According to a survey of the UK autism community, autistic people are interested in interventions that improve social interaction, communication and language skills, mental health, sensory processing and challenging behaviours. Interventions could include medicines but also non-medical interventions, such as behavioural and play-based therapies, social support and strategies to control anxiety.
There are many ways in which our work could inform and support the development of non-medical treatment options (open all):
Early and effective treatments
Our research to better understand autism could help to inform the future development of new treatments, including both medical and non-medical options, and to help care teams to tailor their support. A key aspect of our research is to identify biological traits and characteristics (called biomarkers) which are shared across sub-groups of autistic people, and which can indicate that a person is likely to develop in a particular way or to experience a co-occurring condition. This could help researchers to develop new treatment options with the needs of people with a given biomarker in mind. Developing treatments in this way could be a first step towards what is called “personalised medicine” or “personalised interventions”. Biomarkers could also indicate to care teams which autistic people are likely to need different types of support in the future. This could allow such teams to tailor the types of support that they offer and to offer any available treatment options earlier than is possible today.

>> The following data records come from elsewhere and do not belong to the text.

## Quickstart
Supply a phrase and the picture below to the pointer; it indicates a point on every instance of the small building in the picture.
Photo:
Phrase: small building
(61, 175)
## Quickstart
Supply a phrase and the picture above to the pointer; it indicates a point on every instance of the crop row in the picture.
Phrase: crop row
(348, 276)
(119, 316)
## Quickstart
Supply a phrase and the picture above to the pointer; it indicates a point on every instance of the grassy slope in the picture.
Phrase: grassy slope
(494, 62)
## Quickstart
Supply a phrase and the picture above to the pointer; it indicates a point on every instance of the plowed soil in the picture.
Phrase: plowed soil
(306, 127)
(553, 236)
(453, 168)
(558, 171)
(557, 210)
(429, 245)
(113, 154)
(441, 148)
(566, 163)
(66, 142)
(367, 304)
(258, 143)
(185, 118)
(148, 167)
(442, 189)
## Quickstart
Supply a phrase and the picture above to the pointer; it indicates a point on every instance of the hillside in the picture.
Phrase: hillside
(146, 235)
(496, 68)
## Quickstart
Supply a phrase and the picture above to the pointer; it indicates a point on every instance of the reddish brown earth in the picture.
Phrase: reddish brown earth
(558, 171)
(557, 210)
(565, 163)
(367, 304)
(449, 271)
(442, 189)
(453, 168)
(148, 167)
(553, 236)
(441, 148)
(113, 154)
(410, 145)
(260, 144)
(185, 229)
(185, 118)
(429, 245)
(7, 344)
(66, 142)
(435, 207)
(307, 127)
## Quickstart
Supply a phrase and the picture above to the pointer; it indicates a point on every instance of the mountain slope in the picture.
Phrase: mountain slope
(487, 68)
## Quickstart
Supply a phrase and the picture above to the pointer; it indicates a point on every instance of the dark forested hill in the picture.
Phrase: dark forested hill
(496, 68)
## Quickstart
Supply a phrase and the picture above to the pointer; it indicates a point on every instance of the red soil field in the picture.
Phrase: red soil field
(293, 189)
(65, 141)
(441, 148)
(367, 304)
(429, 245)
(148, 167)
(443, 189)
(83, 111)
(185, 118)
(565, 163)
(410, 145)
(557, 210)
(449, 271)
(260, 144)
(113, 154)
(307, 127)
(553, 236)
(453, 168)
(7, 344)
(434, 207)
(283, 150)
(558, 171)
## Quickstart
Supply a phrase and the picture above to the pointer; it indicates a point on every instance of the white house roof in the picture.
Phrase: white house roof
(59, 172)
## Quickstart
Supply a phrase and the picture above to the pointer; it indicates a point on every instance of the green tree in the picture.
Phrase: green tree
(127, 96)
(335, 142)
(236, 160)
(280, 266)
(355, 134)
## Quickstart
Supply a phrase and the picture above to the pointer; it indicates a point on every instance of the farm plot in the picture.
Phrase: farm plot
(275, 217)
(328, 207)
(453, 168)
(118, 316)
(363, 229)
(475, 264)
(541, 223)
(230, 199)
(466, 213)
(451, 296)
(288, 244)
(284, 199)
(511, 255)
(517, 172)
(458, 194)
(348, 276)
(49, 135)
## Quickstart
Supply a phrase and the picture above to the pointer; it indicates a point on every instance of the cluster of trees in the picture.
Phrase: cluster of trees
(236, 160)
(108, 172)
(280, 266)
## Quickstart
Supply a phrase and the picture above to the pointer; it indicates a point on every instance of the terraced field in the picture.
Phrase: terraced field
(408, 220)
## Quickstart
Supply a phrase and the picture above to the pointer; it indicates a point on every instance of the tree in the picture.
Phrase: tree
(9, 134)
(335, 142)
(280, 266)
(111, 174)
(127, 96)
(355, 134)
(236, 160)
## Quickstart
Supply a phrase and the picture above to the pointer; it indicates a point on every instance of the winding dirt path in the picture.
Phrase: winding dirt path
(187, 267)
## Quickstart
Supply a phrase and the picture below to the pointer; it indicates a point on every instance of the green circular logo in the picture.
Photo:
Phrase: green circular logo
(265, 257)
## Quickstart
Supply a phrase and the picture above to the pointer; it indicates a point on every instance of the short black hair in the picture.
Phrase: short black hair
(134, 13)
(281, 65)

Our research network could also support the future development of non-medical interventions. Studies could tap into this network to access highly trained clinical and research staff, and participants, something that has previously not been possible in studies based at a single site. Trials of any interventions need to be large and include a diverse range of people, which is easier in studies that span more than one location. In addition, studies on new interventions need high quality and reliable ways to measure any improvements in autism-related symptoms, or co-occurring conditions. We are developing new and improved measures as part of our ‘outcome measures’ research.

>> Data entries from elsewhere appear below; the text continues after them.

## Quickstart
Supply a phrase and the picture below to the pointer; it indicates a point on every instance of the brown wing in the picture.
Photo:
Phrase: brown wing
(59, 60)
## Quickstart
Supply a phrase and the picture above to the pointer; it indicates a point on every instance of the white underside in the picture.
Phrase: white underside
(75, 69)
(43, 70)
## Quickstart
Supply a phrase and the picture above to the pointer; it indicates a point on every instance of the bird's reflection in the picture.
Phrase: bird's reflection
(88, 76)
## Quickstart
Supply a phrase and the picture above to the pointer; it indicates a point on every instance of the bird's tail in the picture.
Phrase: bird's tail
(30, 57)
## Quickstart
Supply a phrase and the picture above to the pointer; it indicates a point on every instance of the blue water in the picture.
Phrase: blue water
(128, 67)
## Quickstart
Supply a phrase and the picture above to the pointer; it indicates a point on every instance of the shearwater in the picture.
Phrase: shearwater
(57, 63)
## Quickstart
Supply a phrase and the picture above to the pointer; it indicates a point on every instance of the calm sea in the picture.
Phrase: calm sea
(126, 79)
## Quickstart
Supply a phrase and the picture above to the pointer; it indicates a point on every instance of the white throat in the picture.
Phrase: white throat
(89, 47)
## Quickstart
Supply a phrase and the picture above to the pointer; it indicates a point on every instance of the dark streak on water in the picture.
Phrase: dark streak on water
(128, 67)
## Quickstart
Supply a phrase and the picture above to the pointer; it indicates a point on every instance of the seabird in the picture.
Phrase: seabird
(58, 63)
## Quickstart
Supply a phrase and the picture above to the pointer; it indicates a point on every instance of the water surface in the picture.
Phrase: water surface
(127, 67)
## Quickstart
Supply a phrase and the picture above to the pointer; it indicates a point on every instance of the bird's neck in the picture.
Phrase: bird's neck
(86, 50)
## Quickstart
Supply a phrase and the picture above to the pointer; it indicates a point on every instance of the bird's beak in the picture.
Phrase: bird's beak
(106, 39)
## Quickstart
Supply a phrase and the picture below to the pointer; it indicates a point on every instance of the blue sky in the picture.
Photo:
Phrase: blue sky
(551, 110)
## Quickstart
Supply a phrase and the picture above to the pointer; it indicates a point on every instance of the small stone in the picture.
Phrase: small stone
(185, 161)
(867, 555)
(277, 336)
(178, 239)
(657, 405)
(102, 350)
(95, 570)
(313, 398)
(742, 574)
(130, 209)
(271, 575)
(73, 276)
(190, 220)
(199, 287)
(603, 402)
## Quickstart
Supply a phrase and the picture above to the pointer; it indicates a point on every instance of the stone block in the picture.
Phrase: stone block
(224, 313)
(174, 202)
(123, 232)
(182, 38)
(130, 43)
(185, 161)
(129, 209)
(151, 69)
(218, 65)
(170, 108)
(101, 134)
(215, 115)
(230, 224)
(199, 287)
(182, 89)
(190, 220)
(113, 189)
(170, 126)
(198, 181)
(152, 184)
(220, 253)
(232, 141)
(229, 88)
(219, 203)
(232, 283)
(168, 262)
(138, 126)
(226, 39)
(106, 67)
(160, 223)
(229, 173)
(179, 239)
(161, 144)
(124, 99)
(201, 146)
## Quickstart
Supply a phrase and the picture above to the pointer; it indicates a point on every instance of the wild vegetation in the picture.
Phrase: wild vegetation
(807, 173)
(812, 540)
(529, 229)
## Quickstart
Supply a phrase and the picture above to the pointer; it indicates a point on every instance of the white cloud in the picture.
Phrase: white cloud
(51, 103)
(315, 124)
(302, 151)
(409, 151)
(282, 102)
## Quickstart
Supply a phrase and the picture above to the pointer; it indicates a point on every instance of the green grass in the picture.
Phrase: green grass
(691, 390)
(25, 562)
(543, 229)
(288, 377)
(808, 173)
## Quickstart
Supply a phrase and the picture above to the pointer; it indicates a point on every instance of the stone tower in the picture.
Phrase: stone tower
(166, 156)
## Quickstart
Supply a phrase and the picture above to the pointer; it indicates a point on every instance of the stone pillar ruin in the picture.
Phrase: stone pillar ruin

Raise awareness and understanding
We aim to increase awareness and understanding of autism among the general public, policy makers, researchers and health, education and social care staff. To do this, we will host events such as an art-science exhibition, and run online tutorials and mentoring sessions. We will offer training on how to best use biomarkers in research and in clinical practice, for example to predict how a person may develop and to tailor support to their individual needs. This training will draw on examples of both medical and non-medical options.
Policies about autism
We will collaborate with the autism community to establish topics of importance for policy, which may include education, vulnerability, employment, access to health services, guidelines for diagnosis and support for autism and its co-occurring conditions. We aim to understand relevant European policies, how these vary, to explore how they could improve and to begin discussions with policy-makers to work towards societal solutions for these issues.